An Interview with Ford GT Designer Camilo Pardo
Allow us to introduce you to Mr. Camilo Pardo and his work. Camilo is best known as the primary designer of the mid-2000s Ford GT, the recreation of the legendary Le Mans-winning racer. Like many other designers though, his interests are varied and he is constantly working on a variety of projects that span a wide range of disciplines. Unlike many other designers, he has enjoyed success in the vast majority. He is based in Detroit, Michigan although he has “one foot in Los Angeles.” We were able to get a few minutes out of his busy schedule, between shooting a new TV show called Motor City Masters (TruTV, Tuesdays at 10PM beginning on June 24) and meeting with clients, to talk about his interests and career thus far.
Q: How did your passion for painting and vintage cars begin?
A: In New York City–during the late ’60s. It was a great time to see contemporary art, pop art, and some of the coolest performance cars the automotive industry has ever made. But it was also in my family. My mother was a painter and my uncles were architects. I was continuously exposed to art and design.
Q: Was it hard starting your career as an automotive artist/designer?
A: Yes. College was very challenging. Fortunately, I landed a good internship and started at Ford when I graduated.
Q: What is your favorite painting subject?
A: Automobiles and figurative (read: women). But I find great pleasure painting almost any subject matter–even the simplest things in life can be captured in a great composition.
Q: What technique do you use for your paintings?
A: I enjoy painting in oil, watercolor, and acrylic. I use aggressive abstraction in my brush strokes to create atmosphere and motion.
Q: Do you own or aspire to own a vintage car (and which one(s))?
A: Currently, I own what’s left of the vintage cars that have survived the stages of my life. I aspire to so many more though (this would include production, racing, and concept cars). If I had to get specific–I would have to start with Ferraris–’67 Ferrari 330P4, ’79 312t4, ’69 512 S Berlinetta Speciale Pininfarina Concept, and the ’84 288 GTO.

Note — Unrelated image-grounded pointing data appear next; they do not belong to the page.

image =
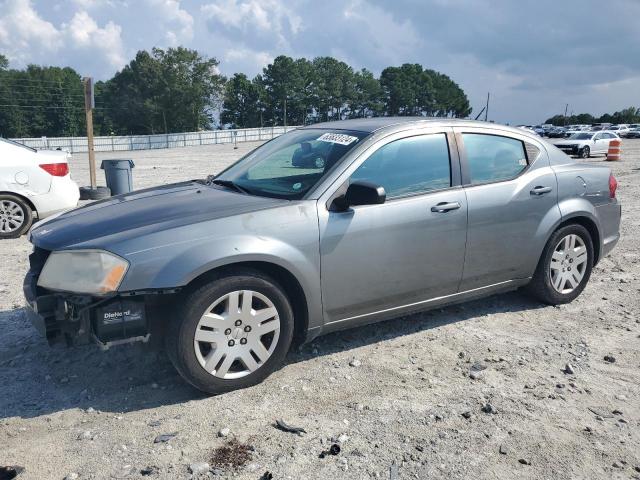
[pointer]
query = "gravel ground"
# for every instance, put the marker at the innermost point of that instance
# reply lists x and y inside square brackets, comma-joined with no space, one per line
[397,396]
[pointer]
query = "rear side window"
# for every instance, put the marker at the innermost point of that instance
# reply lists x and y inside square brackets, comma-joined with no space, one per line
[409,166]
[492,158]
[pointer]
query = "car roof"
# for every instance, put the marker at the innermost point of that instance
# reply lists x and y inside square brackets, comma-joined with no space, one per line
[370,125]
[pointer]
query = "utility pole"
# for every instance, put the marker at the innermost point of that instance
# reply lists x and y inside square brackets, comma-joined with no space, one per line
[89,105]
[486,111]
[285,114]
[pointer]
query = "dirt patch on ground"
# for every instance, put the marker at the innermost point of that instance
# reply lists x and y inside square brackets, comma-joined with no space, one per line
[232,454]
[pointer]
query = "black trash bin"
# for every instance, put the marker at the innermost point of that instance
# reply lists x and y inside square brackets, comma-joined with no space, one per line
[118,175]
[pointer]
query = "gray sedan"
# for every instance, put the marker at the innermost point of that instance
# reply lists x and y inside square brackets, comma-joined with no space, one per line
[324,228]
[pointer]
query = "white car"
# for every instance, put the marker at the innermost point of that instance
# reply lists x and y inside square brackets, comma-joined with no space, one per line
[585,144]
[620,130]
[33,183]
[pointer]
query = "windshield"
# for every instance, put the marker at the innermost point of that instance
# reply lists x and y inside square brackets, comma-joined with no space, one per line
[11,142]
[290,165]
[581,136]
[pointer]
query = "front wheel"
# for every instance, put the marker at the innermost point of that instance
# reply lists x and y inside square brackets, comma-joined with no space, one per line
[585,152]
[231,333]
[565,266]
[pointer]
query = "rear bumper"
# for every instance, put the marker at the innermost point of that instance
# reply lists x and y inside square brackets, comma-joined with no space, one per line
[63,195]
[609,216]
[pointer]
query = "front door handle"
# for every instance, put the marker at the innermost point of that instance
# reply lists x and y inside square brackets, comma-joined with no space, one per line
[443,207]
[540,190]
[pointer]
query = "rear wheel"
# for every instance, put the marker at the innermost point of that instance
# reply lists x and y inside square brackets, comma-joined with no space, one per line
[231,333]
[585,152]
[565,266]
[16,216]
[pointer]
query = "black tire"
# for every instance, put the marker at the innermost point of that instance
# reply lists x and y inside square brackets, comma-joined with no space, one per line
[585,152]
[26,212]
[98,193]
[179,339]
[541,287]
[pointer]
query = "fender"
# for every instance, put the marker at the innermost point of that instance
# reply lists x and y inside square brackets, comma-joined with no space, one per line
[285,237]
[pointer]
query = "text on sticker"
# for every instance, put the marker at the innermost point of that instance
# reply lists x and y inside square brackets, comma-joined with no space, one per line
[339,138]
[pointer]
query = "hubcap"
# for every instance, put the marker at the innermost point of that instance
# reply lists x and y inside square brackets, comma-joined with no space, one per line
[237,334]
[568,264]
[11,216]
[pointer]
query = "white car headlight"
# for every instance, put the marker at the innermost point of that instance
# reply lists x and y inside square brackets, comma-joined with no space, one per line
[83,271]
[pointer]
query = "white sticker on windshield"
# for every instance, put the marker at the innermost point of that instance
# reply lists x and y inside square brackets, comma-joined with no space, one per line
[339,138]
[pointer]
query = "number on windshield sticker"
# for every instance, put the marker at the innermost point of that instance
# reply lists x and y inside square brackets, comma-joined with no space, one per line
[339,138]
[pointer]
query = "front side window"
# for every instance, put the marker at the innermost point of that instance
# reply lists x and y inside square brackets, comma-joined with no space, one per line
[408,166]
[289,166]
[492,158]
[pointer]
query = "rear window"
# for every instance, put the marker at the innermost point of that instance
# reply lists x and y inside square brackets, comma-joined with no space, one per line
[493,158]
[409,166]
[16,144]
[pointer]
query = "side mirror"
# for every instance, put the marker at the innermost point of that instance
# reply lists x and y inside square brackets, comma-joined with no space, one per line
[360,193]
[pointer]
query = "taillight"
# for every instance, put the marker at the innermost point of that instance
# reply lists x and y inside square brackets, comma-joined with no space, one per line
[613,186]
[55,169]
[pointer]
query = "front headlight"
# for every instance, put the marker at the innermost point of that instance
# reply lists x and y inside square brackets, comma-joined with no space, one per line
[83,271]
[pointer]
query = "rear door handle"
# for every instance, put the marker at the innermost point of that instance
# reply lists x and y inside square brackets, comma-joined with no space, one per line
[443,207]
[540,190]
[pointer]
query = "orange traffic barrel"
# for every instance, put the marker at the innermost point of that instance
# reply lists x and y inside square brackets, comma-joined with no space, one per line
[614,149]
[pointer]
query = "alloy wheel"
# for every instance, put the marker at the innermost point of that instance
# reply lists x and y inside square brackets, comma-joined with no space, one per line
[568,264]
[237,334]
[585,152]
[11,216]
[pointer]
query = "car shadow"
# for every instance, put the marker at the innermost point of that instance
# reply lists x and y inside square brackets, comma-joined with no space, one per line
[38,380]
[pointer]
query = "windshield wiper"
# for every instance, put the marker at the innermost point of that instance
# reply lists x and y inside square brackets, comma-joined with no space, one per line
[229,184]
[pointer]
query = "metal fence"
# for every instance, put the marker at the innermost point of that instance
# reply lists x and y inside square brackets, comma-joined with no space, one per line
[148,142]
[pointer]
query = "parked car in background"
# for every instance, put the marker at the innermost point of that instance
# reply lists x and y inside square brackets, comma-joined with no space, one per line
[585,144]
[405,214]
[556,132]
[633,133]
[33,184]
[620,130]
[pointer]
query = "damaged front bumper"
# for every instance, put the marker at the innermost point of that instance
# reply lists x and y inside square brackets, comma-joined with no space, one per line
[81,319]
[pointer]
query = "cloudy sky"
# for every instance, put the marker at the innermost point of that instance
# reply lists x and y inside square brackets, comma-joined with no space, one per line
[533,56]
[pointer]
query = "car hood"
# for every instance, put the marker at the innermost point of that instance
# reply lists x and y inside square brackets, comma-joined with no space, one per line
[141,212]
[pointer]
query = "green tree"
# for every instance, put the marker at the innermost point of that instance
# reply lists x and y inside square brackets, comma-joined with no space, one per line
[335,87]
[367,97]
[172,90]
[241,105]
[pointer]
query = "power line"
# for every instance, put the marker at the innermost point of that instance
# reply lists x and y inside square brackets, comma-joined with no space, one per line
[69,107]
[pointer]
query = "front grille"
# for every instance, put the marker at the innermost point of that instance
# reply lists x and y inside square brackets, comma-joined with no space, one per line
[37,259]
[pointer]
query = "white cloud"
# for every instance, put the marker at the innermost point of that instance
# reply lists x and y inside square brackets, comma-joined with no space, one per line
[84,33]
[259,18]
[247,60]
[22,29]
[178,21]
[89,4]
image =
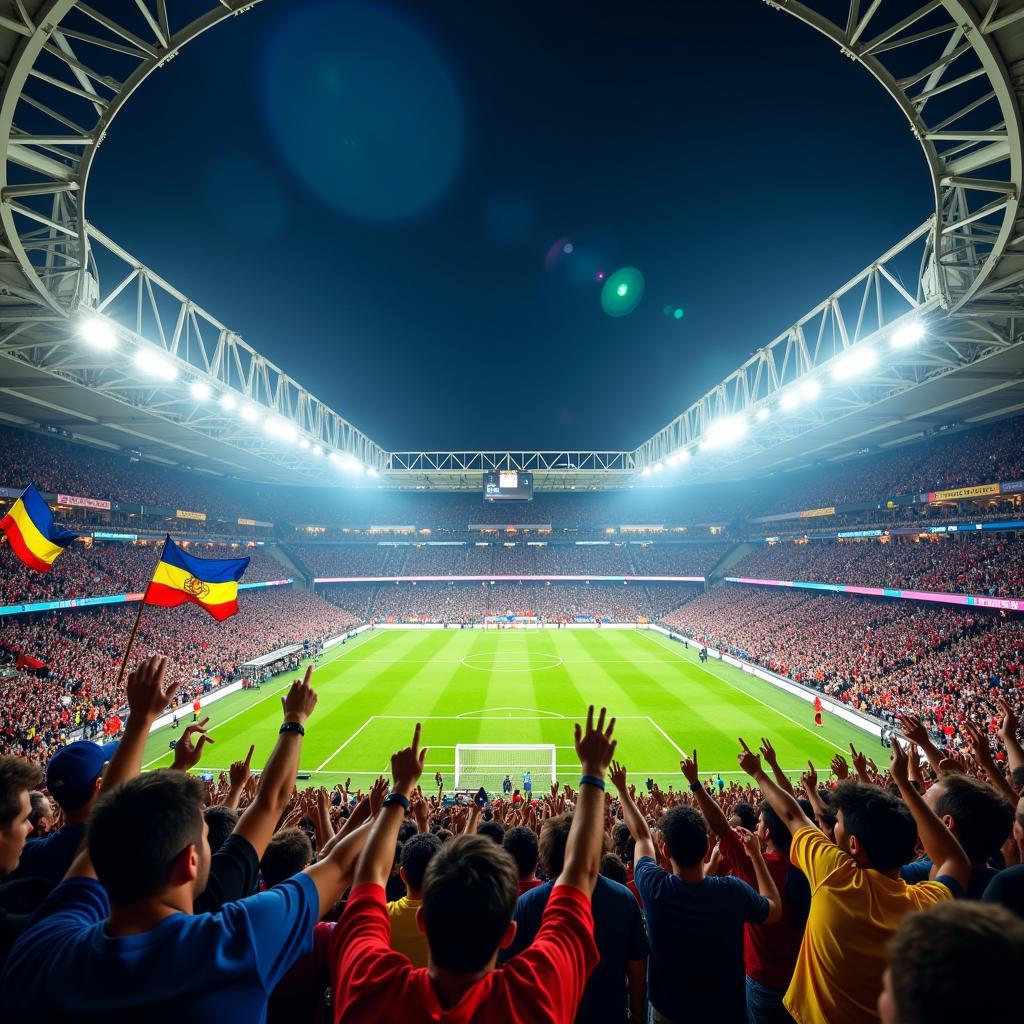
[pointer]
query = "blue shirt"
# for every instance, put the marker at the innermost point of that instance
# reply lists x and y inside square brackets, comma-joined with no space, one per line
[205,969]
[49,856]
[619,933]
[696,942]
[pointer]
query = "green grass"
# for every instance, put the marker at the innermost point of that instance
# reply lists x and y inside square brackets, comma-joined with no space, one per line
[472,686]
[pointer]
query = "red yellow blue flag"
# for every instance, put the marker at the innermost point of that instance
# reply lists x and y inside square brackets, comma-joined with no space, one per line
[210,583]
[32,534]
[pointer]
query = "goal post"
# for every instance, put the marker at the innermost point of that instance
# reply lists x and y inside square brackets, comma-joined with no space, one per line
[487,764]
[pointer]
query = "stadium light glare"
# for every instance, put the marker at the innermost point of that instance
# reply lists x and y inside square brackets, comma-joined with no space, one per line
[98,334]
[854,363]
[907,335]
[725,431]
[810,389]
[155,366]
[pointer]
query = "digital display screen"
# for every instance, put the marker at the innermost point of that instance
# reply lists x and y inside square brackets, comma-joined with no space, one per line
[508,485]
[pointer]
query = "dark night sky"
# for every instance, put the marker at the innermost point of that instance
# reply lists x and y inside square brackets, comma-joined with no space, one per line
[368,198]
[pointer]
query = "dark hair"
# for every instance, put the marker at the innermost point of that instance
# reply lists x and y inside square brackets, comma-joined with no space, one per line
[938,956]
[39,805]
[777,830]
[138,829]
[220,821]
[494,830]
[747,814]
[521,843]
[983,818]
[883,823]
[685,834]
[612,867]
[288,853]
[16,775]
[469,894]
[416,854]
[554,835]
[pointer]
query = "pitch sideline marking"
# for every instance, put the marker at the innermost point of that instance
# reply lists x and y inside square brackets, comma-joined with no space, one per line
[739,689]
[261,699]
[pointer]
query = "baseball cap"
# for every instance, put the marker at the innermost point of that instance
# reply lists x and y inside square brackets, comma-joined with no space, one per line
[73,770]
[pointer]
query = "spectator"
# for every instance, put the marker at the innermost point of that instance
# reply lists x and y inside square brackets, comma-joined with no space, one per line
[620,978]
[468,900]
[417,852]
[695,923]
[953,962]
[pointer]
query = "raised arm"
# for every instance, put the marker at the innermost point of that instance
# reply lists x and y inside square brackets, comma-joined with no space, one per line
[594,748]
[378,853]
[259,820]
[714,814]
[939,843]
[782,803]
[635,821]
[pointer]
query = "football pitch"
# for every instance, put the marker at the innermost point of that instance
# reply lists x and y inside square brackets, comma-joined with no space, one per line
[474,686]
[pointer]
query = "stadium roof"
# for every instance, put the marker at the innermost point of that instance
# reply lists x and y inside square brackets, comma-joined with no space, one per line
[926,338]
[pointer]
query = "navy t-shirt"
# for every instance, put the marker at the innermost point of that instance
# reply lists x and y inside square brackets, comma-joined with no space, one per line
[696,942]
[619,933]
[205,969]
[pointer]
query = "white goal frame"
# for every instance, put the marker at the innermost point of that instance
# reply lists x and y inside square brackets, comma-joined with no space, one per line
[500,766]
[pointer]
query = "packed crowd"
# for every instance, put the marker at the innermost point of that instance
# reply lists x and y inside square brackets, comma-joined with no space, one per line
[86,570]
[958,564]
[511,558]
[887,893]
[948,667]
[57,672]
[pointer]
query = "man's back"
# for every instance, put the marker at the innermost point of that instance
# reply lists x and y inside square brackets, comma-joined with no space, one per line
[619,932]
[696,942]
[854,912]
[203,968]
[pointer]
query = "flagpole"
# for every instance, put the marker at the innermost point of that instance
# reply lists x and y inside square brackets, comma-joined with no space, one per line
[131,641]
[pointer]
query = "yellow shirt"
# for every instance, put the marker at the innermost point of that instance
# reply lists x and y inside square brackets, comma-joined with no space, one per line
[854,912]
[406,935]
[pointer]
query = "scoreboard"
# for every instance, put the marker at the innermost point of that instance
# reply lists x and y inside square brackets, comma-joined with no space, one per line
[508,485]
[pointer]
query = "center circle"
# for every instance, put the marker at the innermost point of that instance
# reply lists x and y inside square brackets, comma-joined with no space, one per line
[499,663]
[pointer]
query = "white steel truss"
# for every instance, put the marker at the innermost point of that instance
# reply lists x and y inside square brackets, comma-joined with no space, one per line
[953,67]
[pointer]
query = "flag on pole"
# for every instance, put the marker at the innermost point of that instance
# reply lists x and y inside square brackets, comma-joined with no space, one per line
[32,534]
[210,583]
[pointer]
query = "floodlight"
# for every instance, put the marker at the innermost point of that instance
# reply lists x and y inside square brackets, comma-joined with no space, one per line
[854,361]
[907,335]
[98,333]
[155,366]
[809,389]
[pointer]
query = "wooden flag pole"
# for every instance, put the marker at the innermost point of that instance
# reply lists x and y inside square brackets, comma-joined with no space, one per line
[131,642]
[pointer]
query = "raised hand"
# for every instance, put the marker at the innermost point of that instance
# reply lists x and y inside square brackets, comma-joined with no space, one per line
[594,744]
[749,761]
[407,764]
[188,750]
[144,688]
[299,701]
[240,770]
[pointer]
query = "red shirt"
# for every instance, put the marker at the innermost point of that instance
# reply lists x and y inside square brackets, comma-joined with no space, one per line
[769,950]
[542,985]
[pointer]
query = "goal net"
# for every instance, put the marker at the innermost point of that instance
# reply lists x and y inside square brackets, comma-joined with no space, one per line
[487,764]
[514,623]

Q: Do you have an all-time favorite car?
A: Do you want me to recite the list again? It would by like picking your favorite song or painting in the world.
Q: So what is your favorite road and companion?
A: One of my favorite roads is the drive between Torino, Italy and Monaco. If I was driving from Italy, the companion would be a beautiful Italian girl. If I was driving from Monaco, the companion would be a beautiful Monacan girl.
Q: What is your favorite era of motorsport?
A: Easy. The late ’60s to present.
Q: As an artist, when you look at a car what do you see?
A: I see a composition of shape and form. It’s very much like anatomy–a functioning sculpture.
Q: Where do you like or would you like to see your art displayed most?
A: The Museum of Modern Art in New York.
Q: Is there a classic that you’d like to redesign for production today?
A: A few: the Shelby Cobra, Ford Thunderbird, Porsche 550 spyder, and the next Ford GT.
Q: You’re best known for the Ford GT, but was this your favorite project? If not, what has been your favorite project (automotive or otherwise)?
A: That was my favorite project. I also worked on concepts for the Thunderbird, and the next Shelby Cobra.
Q: Given the chance to design anything, what would you like to do, that you haven’t yet?
A: I would like to design the next “La Ferrari” or whatever they decide to call it. It’s the epitome isn’t it?